The irony of the shift in international student visa policies is that it is now threatening the “cash cow” that is crucial to the US economy.

In the 2023/24 academic year, international students contributed 43.8 billion US dollars to the US economy, and their consumption directly supported 378,000 jobs.
International students in STEM fields accounted for 56%, and they are the core driving force behind the US’s technological competitiveness.

The new visa regulations particularly affect high-level talents. A study by the University of California, Davis shows that for every 150 international students, one entrepreneurial company can be born, with an efficiency 8-9 times higher than that of local students; the companies they establish are more likely to obtain high financing and patents. When OPT and H-1B visas have already caused 29% of international students to leave the United States due to identity issues, social media censorship will further accelerate the brain drain.

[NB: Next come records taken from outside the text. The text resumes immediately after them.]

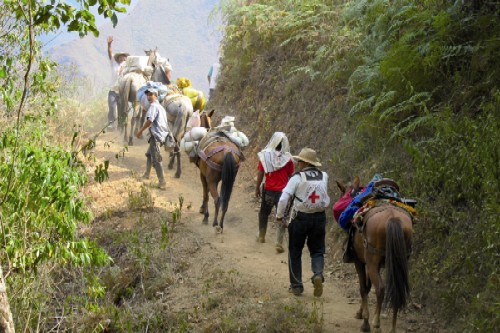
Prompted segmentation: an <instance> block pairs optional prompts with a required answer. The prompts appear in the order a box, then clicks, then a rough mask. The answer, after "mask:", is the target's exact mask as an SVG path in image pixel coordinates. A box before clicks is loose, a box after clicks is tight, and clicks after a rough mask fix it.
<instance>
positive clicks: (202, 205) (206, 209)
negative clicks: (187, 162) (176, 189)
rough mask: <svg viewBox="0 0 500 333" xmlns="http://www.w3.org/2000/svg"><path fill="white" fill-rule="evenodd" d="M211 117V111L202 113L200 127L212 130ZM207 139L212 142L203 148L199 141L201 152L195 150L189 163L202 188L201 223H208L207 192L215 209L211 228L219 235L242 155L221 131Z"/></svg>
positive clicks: (199, 151) (224, 134) (237, 147)
mask: <svg viewBox="0 0 500 333" xmlns="http://www.w3.org/2000/svg"><path fill="white" fill-rule="evenodd" d="M212 114H213V111H211V112H210V113H207V112H203V113H202V114H201V116H200V118H201V125H202V126H204V127H206V128H208V129H209V128H210V127H211V119H210V117H211V115H212ZM207 136H208V137H211V138H212V140H211V141H210V143H208V145H206V146H204V144H203V140H202V141H201V142H200V146H201V147H202V149H200V150H199V151H198V156H197V157H195V158H193V159H192V160H191V161H192V162H194V163H196V165H197V166H198V168H199V169H200V179H201V184H202V185H203V203H202V205H201V207H200V213H201V214H203V215H204V218H203V223H208V217H209V214H208V193H209V192H210V195H211V196H212V198H213V200H214V206H215V216H214V221H213V223H212V226H213V227H215V228H216V231H217V232H220V233H222V232H223V229H224V216H225V215H226V212H227V209H228V205H229V199H230V198H231V193H232V191H233V185H234V181H235V179H236V175H237V173H238V167H239V164H240V162H241V161H242V160H243V154H242V153H241V150H240V148H239V147H238V146H237V145H236V144H234V143H233V142H232V141H231V140H230V139H229V138H228V137H227V136H226V135H225V134H224V133H223V132H211V133H209V134H207ZM207 136H206V137H205V138H207ZM205 142H206V141H205ZM220 181H222V184H221V191H220V195H219V192H218V190H217V187H218V185H219V182H220ZM220 208H222V214H221V217H220V221H219V220H218V217H219V209H220Z"/></svg>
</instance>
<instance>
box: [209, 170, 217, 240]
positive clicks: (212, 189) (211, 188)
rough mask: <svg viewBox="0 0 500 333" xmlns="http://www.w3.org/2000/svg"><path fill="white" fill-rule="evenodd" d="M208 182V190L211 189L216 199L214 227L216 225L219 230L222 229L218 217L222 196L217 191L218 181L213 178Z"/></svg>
mask: <svg viewBox="0 0 500 333" xmlns="http://www.w3.org/2000/svg"><path fill="white" fill-rule="evenodd" d="M207 182H208V190H209V191H210V194H211V195H212V198H213V199H214V206H215V214H214V222H213V223H212V227H216V228H217V231H219V230H220V227H219V223H218V217H219V208H220V197H219V193H218V192H217V183H218V182H215V181H214V180H213V179H212V180H207Z"/></svg>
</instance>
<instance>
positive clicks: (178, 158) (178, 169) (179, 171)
mask: <svg viewBox="0 0 500 333" xmlns="http://www.w3.org/2000/svg"><path fill="white" fill-rule="evenodd" d="M174 153H175V154H176V155H177V171H176V172H175V178H181V152H180V148H179V146H178V145H175V148H174Z"/></svg>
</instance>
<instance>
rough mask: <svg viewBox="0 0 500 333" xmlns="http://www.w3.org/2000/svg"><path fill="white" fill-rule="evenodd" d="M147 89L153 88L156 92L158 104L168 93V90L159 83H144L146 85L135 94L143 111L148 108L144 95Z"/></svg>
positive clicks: (166, 86) (163, 86)
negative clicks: (138, 98) (156, 93)
mask: <svg viewBox="0 0 500 333" xmlns="http://www.w3.org/2000/svg"><path fill="white" fill-rule="evenodd" d="M149 88H153V89H156V90H157V91H158V101H159V102H160V103H161V102H162V101H163V99H164V98H165V96H167V95H168V93H169V88H168V87H167V86H166V85H165V84H163V83H161V82H153V81H148V82H146V85H144V86H142V87H141V88H140V89H139V91H138V92H137V95H138V97H139V101H140V102H141V106H142V108H143V109H144V110H147V109H148V108H149V102H148V99H147V97H146V94H145V92H146V90H148V89H149Z"/></svg>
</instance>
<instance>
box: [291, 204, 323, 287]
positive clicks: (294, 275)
mask: <svg viewBox="0 0 500 333" xmlns="http://www.w3.org/2000/svg"><path fill="white" fill-rule="evenodd" d="M325 235H326V215H325V212H318V213H311V214H306V213H297V216H296V217H295V218H294V219H293V220H292V222H291V223H290V224H289V225H288V238H289V241H288V252H289V256H290V258H289V260H290V263H289V264H288V270H289V274H290V287H291V288H294V289H299V290H304V285H303V284H302V249H303V248H304V245H305V244H306V241H307V248H308V249H309V253H310V255H311V270H312V271H313V274H314V275H313V276H316V275H319V276H321V278H322V279H323V269H324V266H325Z"/></svg>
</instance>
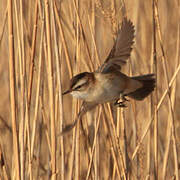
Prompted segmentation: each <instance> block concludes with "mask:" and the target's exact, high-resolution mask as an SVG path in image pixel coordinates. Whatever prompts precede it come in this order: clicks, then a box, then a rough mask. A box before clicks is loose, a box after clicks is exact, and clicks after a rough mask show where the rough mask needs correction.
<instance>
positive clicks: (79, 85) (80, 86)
mask: <svg viewBox="0 0 180 180" xmlns="http://www.w3.org/2000/svg"><path fill="white" fill-rule="evenodd" d="M81 86H82V85H79V86H77V87H76V88H74V90H77V89H80V88H81Z"/></svg>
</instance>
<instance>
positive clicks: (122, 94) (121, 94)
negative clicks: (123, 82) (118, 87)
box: [114, 93, 129, 107]
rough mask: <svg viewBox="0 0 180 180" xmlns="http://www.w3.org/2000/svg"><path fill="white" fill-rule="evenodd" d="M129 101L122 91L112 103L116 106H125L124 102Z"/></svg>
mask: <svg viewBox="0 0 180 180" xmlns="http://www.w3.org/2000/svg"><path fill="white" fill-rule="evenodd" d="M126 101H129V100H128V99H126V97H125V95H124V94H123V93H120V97H119V99H117V100H116V102H115V103H114V105H116V106H118V107H127V106H126V105H125V102H126Z"/></svg>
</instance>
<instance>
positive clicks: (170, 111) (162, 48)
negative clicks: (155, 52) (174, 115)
mask: <svg viewBox="0 0 180 180" xmlns="http://www.w3.org/2000/svg"><path fill="white" fill-rule="evenodd" d="M155 17H156V23H157V31H158V36H159V41H160V47H161V51H162V61H163V69H164V73H165V80H166V85H167V90H168V94H167V95H168V101H169V109H170V120H169V121H170V128H168V129H169V131H171V132H170V133H169V134H171V133H172V134H171V135H172V140H173V152H174V163H175V164H174V166H175V174H176V179H177V180H178V179H179V173H178V155H177V147H176V146H177V145H176V137H175V128H174V110H173V104H172V100H171V97H170V92H169V78H168V71H167V65H166V61H167V59H166V57H165V53H164V48H163V43H162V35H161V28H160V23H159V13H158V6H157V0H155ZM169 141H170V139H169ZM168 149H169V147H168V146H167V153H166V154H167V156H165V157H164V166H163V178H165V175H166V164H167V159H168V158H167V157H168V151H169V150H168Z"/></svg>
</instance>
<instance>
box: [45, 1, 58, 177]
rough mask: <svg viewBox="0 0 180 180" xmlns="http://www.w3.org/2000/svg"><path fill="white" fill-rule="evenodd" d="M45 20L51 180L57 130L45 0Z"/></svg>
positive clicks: (48, 31) (49, 46)
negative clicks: (47, 61)
mask: <svg viewBox="0 0 180 180" xmlns="http://www.w3.org/2000/svg"><path fill="white" fill-rule="evenodd" d="M45 20H46V36H47V50H48V54H47V55H48V62H47V63H48V67H47V69H48V72H47V73H48V91H49V110H50V121H51V123H50V124H51V168H52V176H51V179H52V180H55V179H56V133H55V131H56V129H55V117H54V92H53V72H52V54H51V32H50V20H49V3H48V0H45Z"/></svg>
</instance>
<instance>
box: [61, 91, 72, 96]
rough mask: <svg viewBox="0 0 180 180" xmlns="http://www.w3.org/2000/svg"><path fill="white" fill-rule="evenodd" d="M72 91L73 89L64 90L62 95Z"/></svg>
mask: <svg viewBox="0 0 180 180" xmlns="http://www.w3.org/2000/svg"><path fill="white" fill-rule="evenodd" d="M70 92H71V90H67V91H65V92H63V93H62V95H65V94H68V93H70Z"/></svg>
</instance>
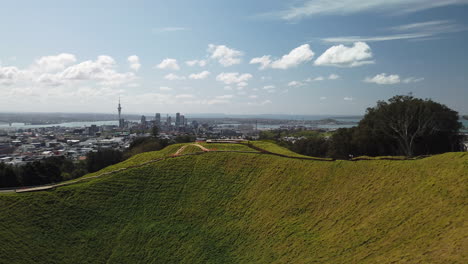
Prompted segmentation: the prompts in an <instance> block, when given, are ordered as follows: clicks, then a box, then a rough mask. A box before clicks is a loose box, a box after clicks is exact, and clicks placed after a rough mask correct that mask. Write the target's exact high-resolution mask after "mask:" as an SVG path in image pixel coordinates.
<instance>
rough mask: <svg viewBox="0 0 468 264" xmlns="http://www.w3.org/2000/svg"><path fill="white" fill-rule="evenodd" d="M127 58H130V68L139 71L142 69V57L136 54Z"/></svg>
mask: <svg viewBox="0 0 468 264" xmlns="http://www.w3.org/2000/svg"><path fill="white" fill-rule="evenodd" d="M127 60H128V63H129V64H130V69H132V70H134V71H138V70H139V69H140V67H141V64H140V58H138V56H136V55H132V56H129V57H128V58H127Z"/></svg>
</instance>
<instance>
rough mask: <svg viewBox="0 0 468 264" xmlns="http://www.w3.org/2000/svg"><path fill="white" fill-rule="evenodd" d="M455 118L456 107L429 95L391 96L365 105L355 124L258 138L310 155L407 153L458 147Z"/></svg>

The impact of these two policies extends far beyond the borders of the United States and is reshaping the global industrial landscape.
European pharmaceutical giants are facing a dilemma: either bear the impact of tariffs or set up factories in the US. Companies like Novartis and Bayer are accelerating the shipment of their inventories to the US to avoid risks, while Indian generic drug manufacturers have unexpectedly benefited – it is expected that they will account for 50% of the global generic drug market by 2030.
Chinese innovative pharmaceutical companies are shifting to a diversified strategy: BeiGene is exploring supply chains in Southeast Asia; Hengang Medicine’s fruquintinib is being launched simultaneously in over a dozen countries; License-out transactions have soared, reaching 29 by the beginning of 2025, expanding from the oncology field to autoimmune, metabolic diseases.
The appeal of American universities has continued to decline. The “2025 China Overseas Study Blue Book” shows that for the first time, the United States has dropped out of the top three most popular study destinations, trailing behind the United Kingdom, Singapore, and Canada. Although India surpassed China with 330,000 students studying abroad, the new visa regulations have also threatened this growth.
Temple University and other institutions have increased scholarships to address the 68% economic anxiety of international students; they have also provided cross-cultural counseling to alleviate the social anxiety of 33% of the students. However, when academic freedom gives way to ideological censorship, the remedial measures appear powerless.
The estimated economic contribution of 43.8 billion US dollars from international students and the projected 51 billion US dollars increase in drug prices quantify the costs of these two policies.
European pharmaceutical giants have warned that tariffs will accelerate the relocation of industries to the United States; meanwhile, the lowest number of Chinese students studying in the US in a decade is witnessing the erosion of academic freedom under social media censorship.
As the global industrial chain and talent chain simultaneously tremble, “America First” is leaving deep marks on the world map.